The afternoon passes in a weird semi-darkness. Then night extinguishes even that faint light like a draft reaching a single candle. Reading by the window, my legs stuffed into my sleeping bag to warm my cold feet, I look up at a suddenly dark cabin. I know it’s not even 5 p.m.

The storm rages late into the night, rain and hail revisiting periodically like abrupt bursts of automatic-weapon fire upon the cabin.

Mostly, though, the wind vents some inexplicable rage, buffeting the door so hard at times that I look up, expecting to see someone walk in. But no one would be walking up here on a night like this.

By dawn, the clouds lift to reveal the mountain again. The storm has temporarily expended its stores of rain and hail, but the wind continues its angry onslaught. Leaving most of my gear in the cabin, I grab a water bottle and my camera and head for the summit.

Patches of thin ice make footing a bit tricky on the rocky trail.

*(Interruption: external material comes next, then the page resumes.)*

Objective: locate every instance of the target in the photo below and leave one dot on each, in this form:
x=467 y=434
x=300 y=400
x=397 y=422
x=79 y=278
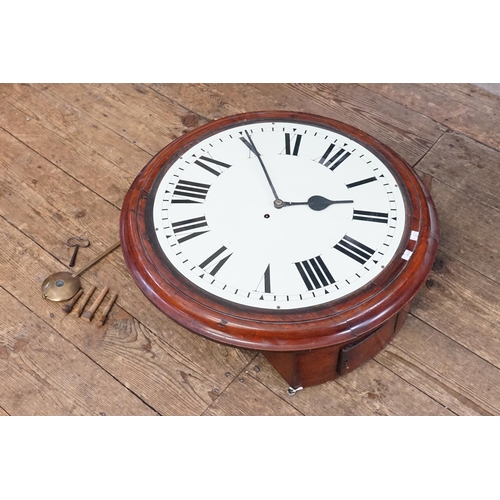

As I get higher, the wind gathers strength. On the summit, it gusts strongly enough to knock me off balance and bite into my face.

Walking becomes a formidable task, so I don’t wander far, aware of what something as normally harmless as turning an ankle might mean here, alone. At the brink of cliffs falling away to forested slopes above Smuggler’s Notch, I pause to take in the view to the north.

The sun slices around the edges of clouds, beaming shafts of yellow light into the valley, where a nice late-autumn day takes shape.

But the clouds keep their stranglehold on the mountain, hovering just overhead, breathing ice. Before long, the relentless wind becomes too much to tolerate, so I begin the solitary hike back down.